DDL Import¶

Import SQL DDL (CREATE TABLE statements) into a .spindle.json schema and generate synthetic data from any existing database design.

Quick Start¶

spindle from-ddl my_tables.sql --output my_schema.spindle.json
spindle generate --schema my_schema.spindle.json --scale small --output ./data/

from sqllocks_spindle.schema.ddl_parser import DdlParser
from sqllocks_spindle import Spindle

parser = DdlParser()
schema = parser.parse_file("my_tables.sql")
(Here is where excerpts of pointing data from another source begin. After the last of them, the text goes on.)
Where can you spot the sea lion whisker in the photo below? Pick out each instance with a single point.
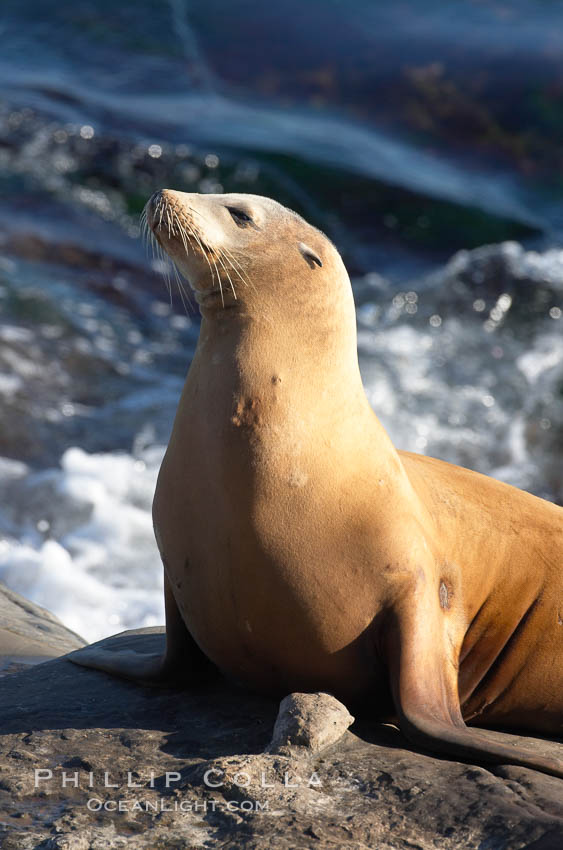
(235, 266)
(227, 253)
(203, 251)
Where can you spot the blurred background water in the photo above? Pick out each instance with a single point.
(425, 138)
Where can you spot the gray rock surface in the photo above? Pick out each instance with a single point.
(204, 780)
(30, 634)
(309, 721)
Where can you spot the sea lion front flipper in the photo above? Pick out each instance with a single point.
(423, 679)
(182, 660)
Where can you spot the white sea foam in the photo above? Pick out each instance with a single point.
(85, 548)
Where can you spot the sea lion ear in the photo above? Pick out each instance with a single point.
(311, 256)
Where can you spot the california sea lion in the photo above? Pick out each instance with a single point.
(301, 550)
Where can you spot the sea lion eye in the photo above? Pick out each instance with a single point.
(241, 218)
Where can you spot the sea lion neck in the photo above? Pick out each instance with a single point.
(251, 357)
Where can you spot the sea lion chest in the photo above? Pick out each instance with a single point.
(266, 586)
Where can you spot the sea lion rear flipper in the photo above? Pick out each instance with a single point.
(181, 660)
(423, 680)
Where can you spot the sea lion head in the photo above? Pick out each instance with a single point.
(246, 251)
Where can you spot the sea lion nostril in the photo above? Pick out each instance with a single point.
(154, 201)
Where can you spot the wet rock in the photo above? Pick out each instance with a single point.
(311, 722)
(30, 634)
(124, 766)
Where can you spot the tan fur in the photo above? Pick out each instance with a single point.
(302, 551)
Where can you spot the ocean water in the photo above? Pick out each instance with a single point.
(426, 141)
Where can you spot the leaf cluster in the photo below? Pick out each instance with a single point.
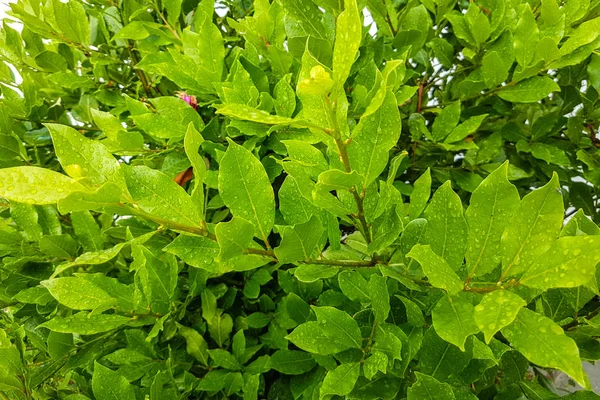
(299, 199)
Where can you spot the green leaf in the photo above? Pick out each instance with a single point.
(386, 230)
(529, 90)
(234, 237)
(224, 359)
(207, 48)
(373, 138)
(78, 294)
(580, 224)
(544, 343)
(338, 326)
(34, 185)
(334, 179)
(437, 269)
(300, 241)
(491, 208)
(420, 195)
(446, 121)
(493, 70)
(380, 297)
(465, 129)
(87, 231)
(496, 310)
(312, 338)
(158, 277)
(532, 230)
(585, 33)
(108, 194)
(427, 387)
(51, 61)
(292, 362)
(570, 262)
(196, 346)
(341, 380)
(446, 226)
(62, 246)
(59, 344)
(192, 142)
(86, 324)
(110, 385)
(247, 113)
(348, 37)
(245, 189)
(81, 157)
(220, 327)
(307, 15)
(155, 193)
(354, 286)
(453, 320)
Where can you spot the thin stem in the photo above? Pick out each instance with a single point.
(141, 75)
(343, 151)
(169, 27)
(197, 230)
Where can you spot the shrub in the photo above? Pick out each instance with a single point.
(282, 200)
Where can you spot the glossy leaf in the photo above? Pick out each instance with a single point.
(245, 189)
(436, 268)
(491, 208)
(34, 185)
(544, 342)
(570, 262)
(453, 320)
(532, 230)
(446, 231)
(496, 310)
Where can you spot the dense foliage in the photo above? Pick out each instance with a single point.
(298, 199)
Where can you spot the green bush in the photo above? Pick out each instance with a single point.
(298, 199)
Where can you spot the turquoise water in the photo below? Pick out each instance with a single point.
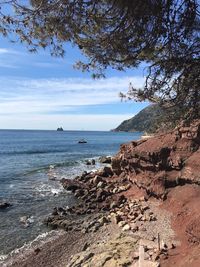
(28, 159)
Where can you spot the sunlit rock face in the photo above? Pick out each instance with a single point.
(163, 161)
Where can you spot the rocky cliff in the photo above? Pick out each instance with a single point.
(147, 120)
(163, 161)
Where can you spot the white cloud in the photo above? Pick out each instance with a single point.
(68, 122)
(43, 95)
(9, 51)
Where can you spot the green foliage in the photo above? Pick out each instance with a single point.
(120, 34)
(151, 119)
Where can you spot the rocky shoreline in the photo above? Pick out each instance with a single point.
(129, 213)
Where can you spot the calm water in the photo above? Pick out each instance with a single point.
(26, 160)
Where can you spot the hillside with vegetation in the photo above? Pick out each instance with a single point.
(147, 120)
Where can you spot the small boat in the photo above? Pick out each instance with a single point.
(60, 129)
(82, 141)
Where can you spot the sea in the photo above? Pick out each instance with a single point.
(31, 164)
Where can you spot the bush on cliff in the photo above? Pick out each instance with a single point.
(120, 34)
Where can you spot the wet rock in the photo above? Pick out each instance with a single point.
(88, 162)
(106, 159)
(71, 184)
(107, 171)
(4, 205)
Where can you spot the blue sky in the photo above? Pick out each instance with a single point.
(38, 91)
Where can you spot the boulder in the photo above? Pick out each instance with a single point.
(105, 159)
(4, 205)
(71, 184)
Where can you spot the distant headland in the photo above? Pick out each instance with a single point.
(60, 129)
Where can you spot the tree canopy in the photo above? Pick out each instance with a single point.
(120, 34)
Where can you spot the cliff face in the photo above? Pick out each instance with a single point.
(162, 162)
(168, 167)
(146, 120)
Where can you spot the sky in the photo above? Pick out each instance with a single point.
(38, 91)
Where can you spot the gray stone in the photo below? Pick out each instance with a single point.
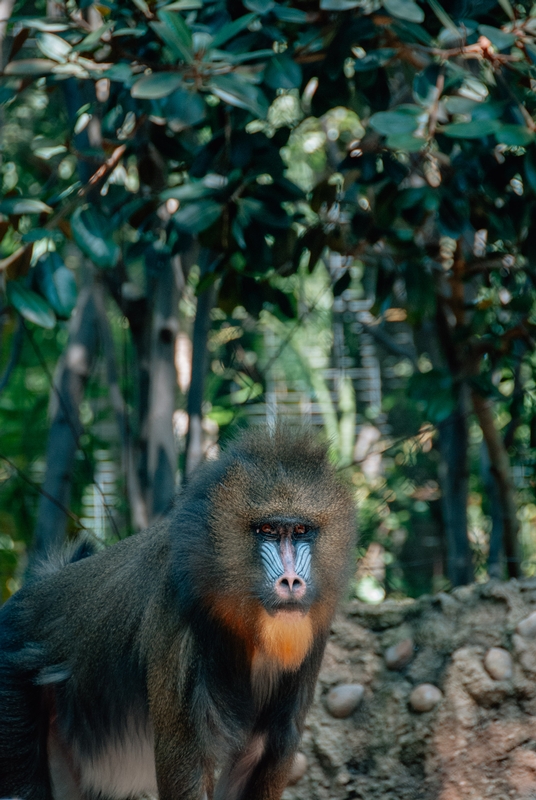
(299, 768)
(399, 654)
(527, 626)
(498, 664)
(425, 697)
(344, 699)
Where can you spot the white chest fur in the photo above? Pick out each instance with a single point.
(124, 767)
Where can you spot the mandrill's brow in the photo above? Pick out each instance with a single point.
(280, 526)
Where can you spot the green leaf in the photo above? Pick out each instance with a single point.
(173, 30)
(404, 9)
(90, 231)
(374, 59)
(471, 130)
(529, 163)
(156, 85)
(390, 122)
(36, 234)
(23, 205)
(459, 105)
(232, 29)
(434, 390)
(259, 6)
(49, 152)
(339, 5)
(231, 89)
(187, 191)
(287, 14)
(30, 305)
(184, 5)
(183, 108)
(121, 73)
(283, 73)
(425, 85)
(197, 217)
(53, 46)
(29, 67)
(514, 135)
(405, 141)
(499, 38)
(57, 284)
(46, 25)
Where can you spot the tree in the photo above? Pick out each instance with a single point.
(251, 138)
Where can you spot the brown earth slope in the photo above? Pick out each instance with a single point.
(479, 739)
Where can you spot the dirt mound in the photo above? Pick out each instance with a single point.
(478, 740)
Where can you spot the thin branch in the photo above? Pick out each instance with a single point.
(137, 503)
(501, 468)
(14, 355)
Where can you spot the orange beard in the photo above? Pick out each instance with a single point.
(285, 639)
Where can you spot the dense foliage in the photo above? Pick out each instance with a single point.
(253, 139)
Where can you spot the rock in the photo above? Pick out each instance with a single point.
(498, 664)
(343, 700)
(425, 697)
(399, 654)
(299, 768)
(527, 626)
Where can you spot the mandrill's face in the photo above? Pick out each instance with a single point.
(285, 548)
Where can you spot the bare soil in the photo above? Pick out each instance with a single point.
(480, 739)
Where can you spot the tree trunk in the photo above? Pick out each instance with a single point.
(500, 467)
(137, 504)
(454, 481)
(496, 536)
(194, 438)
(161, 450)
(69, 385)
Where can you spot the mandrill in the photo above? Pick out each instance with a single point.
(181, 662)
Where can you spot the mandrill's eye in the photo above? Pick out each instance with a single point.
(266, 528)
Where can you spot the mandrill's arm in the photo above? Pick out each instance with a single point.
(182, 771)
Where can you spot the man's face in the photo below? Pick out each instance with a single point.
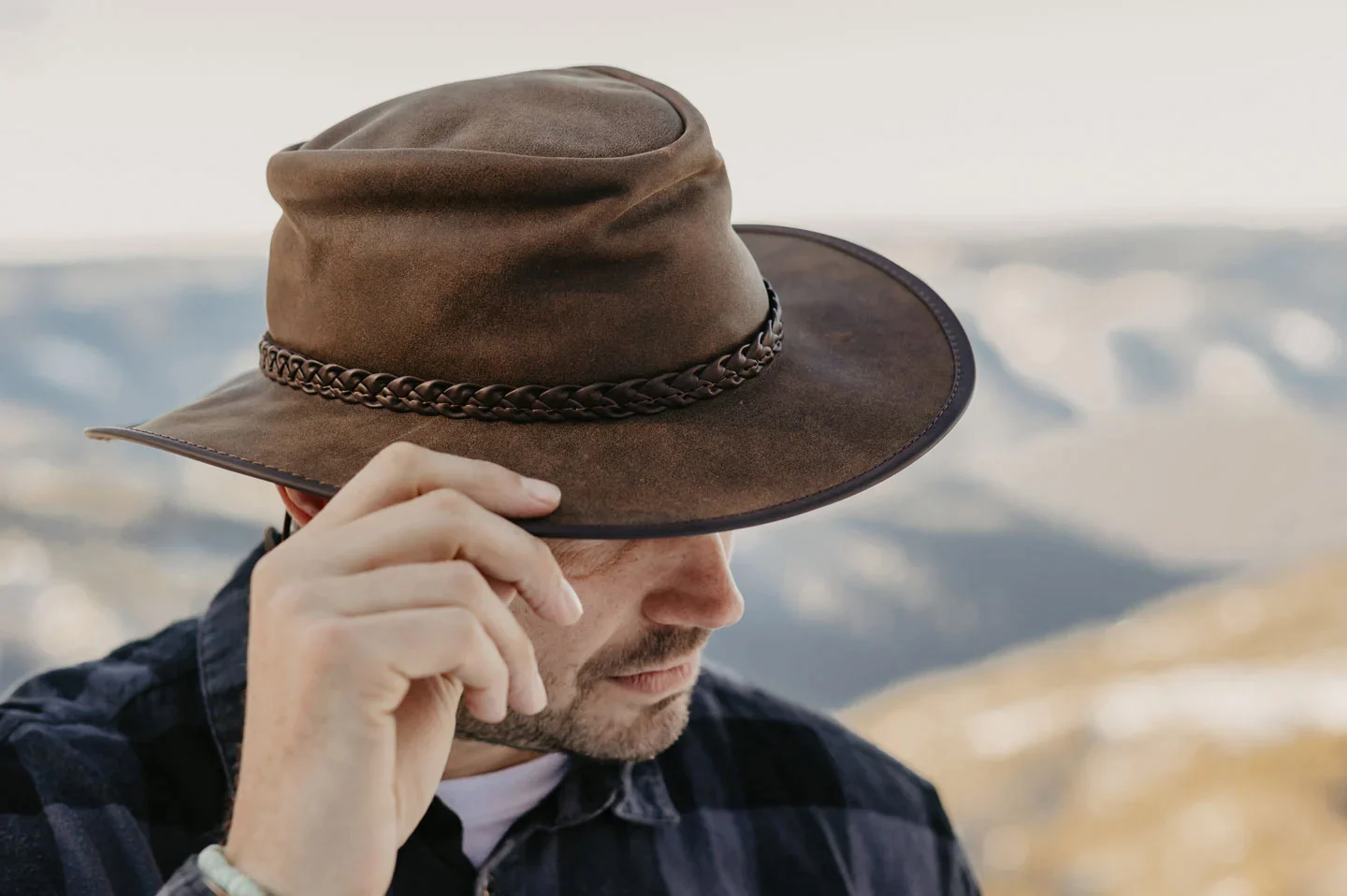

result = Spindle().generate(schema=schema, scale="small", seed=42)
print(result.summary())

Supported SQL Dialects¶

Dialect	Identity Syntax	Identifier Quoting	Notes
SQL Server / Fabric	`IDENTITY(1,1)`	`[brackets]`	T-SQL, schema-qualified names
PostgreSQL	`SERIAL`, `BIGSERIAL`	`"double quotes"`	Schema.table notation
MySQL	`AUTO_INCREMENT`	`backticks`	Standard MySQL syntax
ANSI SQL	—	`"double quotes"`	Generic fallback

The parser auto-detects the dialect from syntax patterns. No configuration needed.

What Gets Parsed¶

CREATE TABLE statements (with optional IF NOT EXISTS)
Column definitions with data types, precision/scale, and constraints
Primary keys — inline and table-level CONSTRAINT ... PRIMARY KEY
Foreign keys — inline REFERENCES, table-level FOREIGN KEY, and ALTER TABLE ADD CONSTRAINT
Identity/serial columns → sequence strategy
NOT NULL / NULL constraints → null_rate: 0.0 or default

Type-to-Strategy Mapping¶

The parser maps SQL types to appropriate generation strategies:

SQL Type	Generator Strategy	Details
`INT`, `BIGINT`, `SMALLINT`	`distribution: uniform`	Min/max based on type range
`DECIMAL(p,s)`, `NUMERIC`	`distribution: normal`	Mean/std derived from precision
`MONEY`, `SMALLMONEY`	`distribution: log_normal`	Realistic monetary distributions
`BIT`, `BOOLEAN`	`weighted_enum`	`{true: 0.85, false: 0.15}`
`DATETIME`, `DATE`, `TIMESTAMP`	`temporal: uniform`	Configurable date range
`UNIQUEIDENTIFIER`, `UUID`	`uuid`	UUID v4
`VARCHAR`, `NVARCHAR`, `TEXT`	Heuristic (see below)	Based on column name
`VARBINARY`, `IMAGE`	Skipped	Binary columns excluded

Column Name Heuristics¶

String columns are matched against 24 exact names and 7 suffix patterns:

Exact Matches¶

Column Name	Faker Provider
`first_name`	`first_name`
`last_name`	`last_name`
`email`	`email`
`phone`	`phone_number`
`address`	`street_address`
`city`	`city`
`state`	`state_abbr`
`zip_code`, `postal_code`	`zipcode`
`country`	`country`
`company`	`company`
`username`	`user_name`
`ssn`	`ssn`
`ip_address`	`ipv4`

Suffix Patterns¶

Suffix	Strategy
`*_name`	`faker: name`
`*_email`	`faker: email`
`*_phone`	`faker: phone_number`
`*_date`	`temporal`
`*_code`	`pattern`
`_type`, `_status`	`weighted_enum`
`*_id`	FK candidate (auto-linked)

Foreign Key Detection¶

FKs are resolved two ways:

Explicit constraints — parsed directly from FOREIGN KEY / REFERENCES clauses
Naming convention — columns ending in _id are matched to tables by name (e.g., customer_id → FK to customer.customer_id)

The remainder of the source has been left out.